Installing any kind of air condition in your commercial space can be a boon for allergy sufferers among your workforce, as the constant ventilation and air circulation they provide can dramatically reduce the amount of allergenic particles present in the air in your premises. However, to ensure maximum protection against reactions to pollen, mould spores, and other irritating airborne particles, you should opt for an air conditioning system with the following attributes:
Built-in humidity controls
It may not seem like a logical conclusion, but the amount of humidity in the air inside your commercial building can significantly affect the likelihood of allergic reactions dogging your employees.

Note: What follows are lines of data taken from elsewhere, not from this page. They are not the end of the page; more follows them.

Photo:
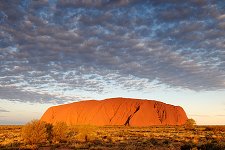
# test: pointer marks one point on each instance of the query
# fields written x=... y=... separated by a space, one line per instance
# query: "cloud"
x=48 y=48
x=3 y=110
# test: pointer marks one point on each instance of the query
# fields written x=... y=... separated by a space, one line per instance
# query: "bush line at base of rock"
x=37 y=132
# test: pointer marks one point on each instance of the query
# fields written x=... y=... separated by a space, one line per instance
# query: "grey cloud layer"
x=84 y=45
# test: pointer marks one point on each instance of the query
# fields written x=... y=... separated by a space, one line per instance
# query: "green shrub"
x=34 y=132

This is because humid air contains a high proportion of water vapour; the tiny 'bubbles' of water present in water vapour may not be large enough to stay rooted to the ground, but they are large enough to envelop the average particle of pollen or dust, neutralising their allergenic properties.
Most large-scale air conditioning systems have some variety of automatic humidity control built into their systems, but these can be overwhelmed by particularly dry conditions (particularly during summer) and leave your air dry and laden with floating allergens. If you wish to control the instances of allergies among your workforce, consider choosing an air conditioner with a built-in humidifier system and adjustable humidity controls, which will allow you to fine-tune indoor humidity to levels that benefit easy breathing without becoming uncomfortable.
The ducts, vents and pipes that carry cool air from your air conditioner's ccondenser to where it is needed also carry the dust and detritus that gets picked up by the air conditioner. If not cleaned regularly and thoroughly, these spaces can collect deposits of dirt, dust and debris that are constantly released into the air stream, posing an ever-present danger to allergy sufferers.
Consequently, you should choose an air conditioning system that can be cleaned easily to prevent deposits of allergenic dust from forming. Full-blown ducted central air systems are best for this, as their air ducts are wide and relatively easy to access. Split systems may also be a good (and less expensive) option, as the air lines that run through walls and window can be exposed relatively easily and cleaned with standard duct-cleaning tools.
Every air conditioning system comes with an integrated filter system, but depending on your choice of air conditioner these filters may be somewhat rudimentary. The inexpensive fibreglass filters found in low-end commercial air conditioners are effective up to a point, but do not have the required density to catch allergenic particles such as pollen and dust mites, which are often microscopic in size.
You may also be tempted by more modern options that do away with physical filters altogether, such as filter systems that use electrostatic charge or UV lights to purify the air that passes through your system. However, these systems are geared more towards killing bacteria, fungi and other pathogens rather than removing physical matter from your air stream, and may be helpless to prevent solid allergenic material from infesting your workplace.
To categorically defeat problems with airborne allergens, you will need to opt for an air conditioning system featuring high-energy particle arrestance (HEPA) filters. HEPA filters are crafted from incredibly dense mats of randomly woven fibres, and are capable of catching microscopic particles that would slip through most physical and electronic filters alike. HEPA filters can often be retrofitted to low-end systems, so you need not necessarily break the bank to explore this option.